3.9. Microscopy and Image Analysis
All immunofluorescent images were collected using an inverted fluorescence microscope (Olympus IX81) connected to a high-resolution charge-coupled device camera (QImaging, FAST1394). Images were analyzed and presented using SlideBook 5.0 software (Intelligent Imaging Innovations, Inc., Denver, CO, USA). The scale bars were added using ImageJ software.
3.10. Southern Blotting
Replication assays were performed as described previously [
13]. Briefly, MCPyV LT constructs were transfected into C33A cells using the calcium phosphate method. Forty-eight hours post-transfection, whole genomic DNA was extracted. 15 µg total DNA was digested with BamHI, treated with or without DpnI at 37 °C overnight, and separated on a 0.7% agarose gel. DNA was transferred to a Hybond-N+ nitrocellulose membrane (Amersham, Piscataway, NJ, USA) and hybridized with a pcDNA4c-MCPyV Ori probe labeled with [α-
32P] dCTP using Prime-It II random primer labeling kit (Agilent Technologies) per the manufacturer’s instructions. The results were analyzed using a Phosphorimager (Typhoon 9400; GE Healthcare).
3.11. Western Blotting
Cells were lysed in hypertonic lysis buffer (10 mM HEPES [pH 7.9], 500 mM NaCl, 3 mM MgCl2, 1 mM dithiothreitol, 1 mM phenylmethylsulfonyl fluoride, and protease inhibitors) by passage through a 22-gauge needle 10 times. After a 20-min incubation on ice, the soluble and insoluble fractions were separated by centrifugation at 5,000 rpm for 10 min at 4 °C. The supernatants (20 μg) were resolved on an SDS-PAGE gel and transferred to PVDF membrane. Membranes were blocked in 5% PBST-milk for 1 h at room temperature and incubated in PBST-milk containing primary antibodies at room temperature for 1 h. After washing three times with PBST, membranes were then incubated with HRP-conjugated secondary antibodies in PBST-milk for 1 h at room temperature. Western blots were developed using ECL solution and images were captured using a Fuji imaging system.

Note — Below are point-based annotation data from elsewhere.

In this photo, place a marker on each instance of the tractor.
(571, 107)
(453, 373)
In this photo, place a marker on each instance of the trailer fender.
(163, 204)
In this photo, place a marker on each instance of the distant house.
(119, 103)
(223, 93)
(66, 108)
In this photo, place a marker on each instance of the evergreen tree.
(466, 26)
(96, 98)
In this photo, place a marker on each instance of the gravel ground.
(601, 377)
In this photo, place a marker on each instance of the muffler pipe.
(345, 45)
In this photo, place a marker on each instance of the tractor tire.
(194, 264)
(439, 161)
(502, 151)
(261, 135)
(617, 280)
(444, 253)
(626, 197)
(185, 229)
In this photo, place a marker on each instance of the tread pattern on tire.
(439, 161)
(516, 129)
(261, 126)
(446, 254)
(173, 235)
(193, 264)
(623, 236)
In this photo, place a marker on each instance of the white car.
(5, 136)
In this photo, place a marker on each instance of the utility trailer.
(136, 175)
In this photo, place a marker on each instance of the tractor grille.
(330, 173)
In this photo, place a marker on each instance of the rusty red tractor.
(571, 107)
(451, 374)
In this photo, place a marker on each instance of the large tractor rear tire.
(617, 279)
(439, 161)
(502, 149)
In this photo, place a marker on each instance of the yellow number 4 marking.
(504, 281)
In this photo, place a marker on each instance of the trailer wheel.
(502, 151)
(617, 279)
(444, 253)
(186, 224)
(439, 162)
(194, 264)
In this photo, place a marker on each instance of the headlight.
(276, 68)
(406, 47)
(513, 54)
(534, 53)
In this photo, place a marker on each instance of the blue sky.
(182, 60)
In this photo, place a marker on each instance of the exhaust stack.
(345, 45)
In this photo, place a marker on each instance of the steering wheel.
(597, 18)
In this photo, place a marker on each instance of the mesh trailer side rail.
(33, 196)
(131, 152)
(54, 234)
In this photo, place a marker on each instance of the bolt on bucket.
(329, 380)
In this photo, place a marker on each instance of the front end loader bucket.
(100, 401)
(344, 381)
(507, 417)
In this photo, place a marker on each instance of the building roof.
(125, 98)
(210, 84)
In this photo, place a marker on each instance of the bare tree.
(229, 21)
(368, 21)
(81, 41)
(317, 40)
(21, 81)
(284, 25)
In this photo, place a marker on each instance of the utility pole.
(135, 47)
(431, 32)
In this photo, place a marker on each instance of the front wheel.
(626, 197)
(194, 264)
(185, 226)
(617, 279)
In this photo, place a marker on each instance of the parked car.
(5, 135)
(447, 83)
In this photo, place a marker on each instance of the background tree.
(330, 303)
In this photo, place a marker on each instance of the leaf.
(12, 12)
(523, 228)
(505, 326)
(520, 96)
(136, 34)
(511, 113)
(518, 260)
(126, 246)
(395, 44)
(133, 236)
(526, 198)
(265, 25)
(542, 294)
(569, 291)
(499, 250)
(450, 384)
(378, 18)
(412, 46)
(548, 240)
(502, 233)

3.12. Affinity Purification of MCPyV LT
HEK 293 cells were transfected with constructs expressing IIT-tagged MCPyV LT (wild-type or mutant) using the calcium phosphate method. Forty-eight hours post-transfection, nuclear extracts were prepared. Briefly, cells were resuspended in Buffer A (10 mM HEPES [pH 7.9], 10 mM KCl, 0.1 mM EDTA, 0.2 mM PMSF and protease inhibitors). Cells were swollen on ice for 10 min before NP-40 was added to a final concentration of 6% and then vortexed for 10 s. Nuclei were pelleted by centrifugation at 1200× g at 4 °C for 5 min. Nuclei were resuspended in Buffer B (20 mM HEPE [pH 7.9], 400 mM NaCl, 20% glycerol, 1 mM EDTA, 0.2mM PMSF and protease inhibitors) and lysed by passing through a 22-gauge needle 10 times. Lysates were clarified at 20,000× g at 4 °C for 15 min. The supernatant was then immunopurified with IgG-Sepharose 6 Fast Flow (GE Healthcare) beads pre-blocked with 1% BSA for 2 h at 4 °C. Bound immune complexes were washed three times with IP 150 buffer (10 mM Tris-HCl [pH 8.0], 150 mM NaCl, 0.1% NP-40) and once with TEV cleavage buffer (50 mM Tris-HCl [pH 8.0], 6% glycerol, 0.5 mM EDTA, 0.5 mM DTT, 1 mM PMSF). Bound proteins were then cleaved with TEV protease (Invitrogen) in TEV cleavage buffer, overnight at 4 °C. The beads were spun down and the supernatant collected for further biochemical analysis.
3.13. Electromobility Shift Assays (EMSA)
The EMSA probe was generated by PCR amplifying a portion of pcDNA4c-MCPyV Ori (Forward Primer: TTG GCA GAG GCT TGG GGC TCC, Reverse Primer: GCG GAA TTC TAA GCC TCT TAA GCC TC). The PCR product was purified using a Qiagen PCR Purification Kit (Cat# 28104) following the manufacturer’s instructions. The purified probe (100 ng) was then 5' labeled with [32P-γ] ATP with T4 Polynucleotide Kinase (New England Biolabs, Ipswich, MA, USA) following the manufacturer’s instructions. The labeled probe was then diluted 1:50 before being used in the EMSA.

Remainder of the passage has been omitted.